The CMS has called off plans to create a new regulatory pathway that would have accelerated granting Medicare coverage for medical devices.
The agency withdrew a proposed rulemaking that would have launched the expedited coverage of innovative technology (EXCITE) from review at the White House’s OMB earlier this month. The proposal had languished at the executive branch for nine months.
Details of the new rule’s substance or why it was pulled are unclear, and the CMS has not returned requests for comments on the scrapped regulation.
However, medical device stakeholders believe that the CMS derived the rule from an industry proposal known as PACER, or the provisional accelerated coverage to encourage research.
Medical device industry members had submitted the PACER proposal to CMS officials in late 2016, and the agency sent the EXCITE rulemaking to the OMB a few months later.
During various meetings with medical device companies over the past year, CMS officials confirmed that the rulemaking was created to hasten access to medical devices for Medicare beneficiaries, but they could not say how closely EXCITE would have matched the PACER proposal, according to Elizabeth Halpern, a partner at Hogan Lovells that met with both CMS and OMB officials last year about the canceled rulemaking.
The medical device community has long been frustrated by the sometimes years-long lag between FDA approval and Medicare coverage.
While FDA approval focuses on safety and efficacy issues with clinical trial evidence, the CMS wants to know how a device will work in seniors before it grants Medicare coverage.
Medicare patients are older and have more co-morbitities than clinical trial patients.
HHS attempted to address industry concerns by launching a voluntary parallel review program between the FDA and CMS in 2011. However, academic and medical device experts view the program as a disappointment, with only two approvals stemming from the process.
Parallel review did not change actual review standards for either agency; it aimed to cut the timeline between approval and coverage by making the agencies’ clinical data expectations clear.
However, a Health Affairs analysis found that the pathway has been hampered by a lack of resources at the CMS.
The Coverage and Analysis Group within the CMS has experienced a lot of turnover, and it been able to maintain contact with FDA officials to conduct reviews.
Devicemakers have also bristled at the cost of focusing data collection efforts on seniors when a product may target a broader audience, the analysis found.
“Parallel review was supposed to foster innovation and expand access to medical devices by speeding up the approval and reimbursement process,” said Marta Podemska-Mikluch, an assistant professor of economics at Gustavus Adolphus College who has studied the pathway. “This lackluster interest among manufacturers can be attributed to the limitations of parallel review that PACER would have addressed.”
Under PACER, the CMS would grant provisional Medicare coverage for an FDA-approved product while the devicemaker gathered additional evidence required by the CMS.
The proposal is “a great way to accelerate the use and study of innovative technologies as they provide funding by way of coverage from Medicare, while collecting high quality data that can tell us about risks and benefits,” said Dr.

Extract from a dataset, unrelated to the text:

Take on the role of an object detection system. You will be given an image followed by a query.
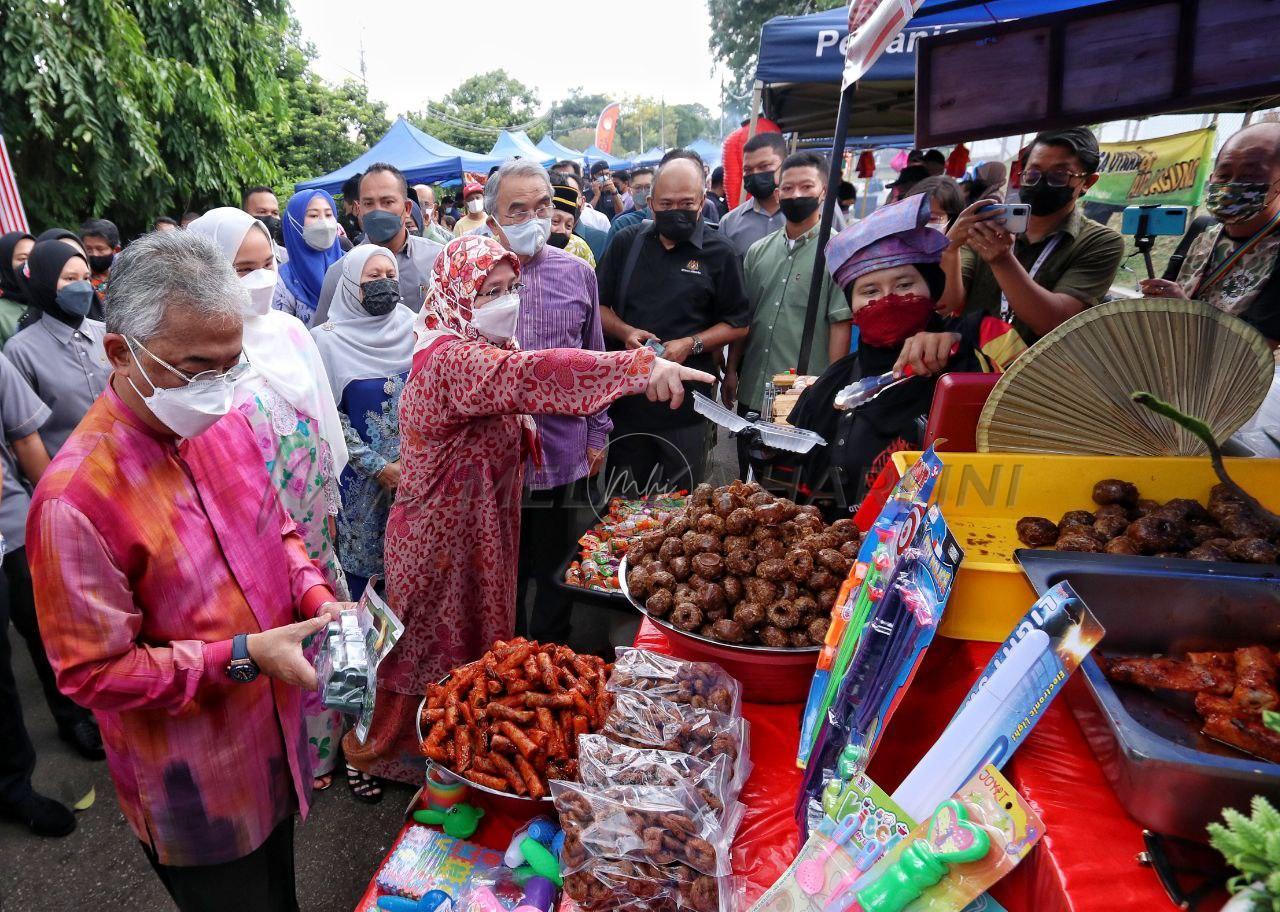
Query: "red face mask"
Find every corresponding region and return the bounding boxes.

Rita Redberg, a cardiologist at the University of California at San Francisco and former chair of the Medicare Evidence Development & Coverage Advisory Committee.
Moving forward with PACER would have been a win-win for devicemakers and the CMS since the agency often had to make coverage decisions without sufficient evidence, according to James Chambers, an assistant professor of medicine at Tufts Medical Center in Boston, who has studied Medicare coverage decisions.
A concept like PACER “would have provided an additional opportunity to ensure patients have access to innovative interventions while also ensuring the development of evidence to allow CMS to ultimately judge the appropriateness of covering the product for Medicare beneficiaries,” Chambers said.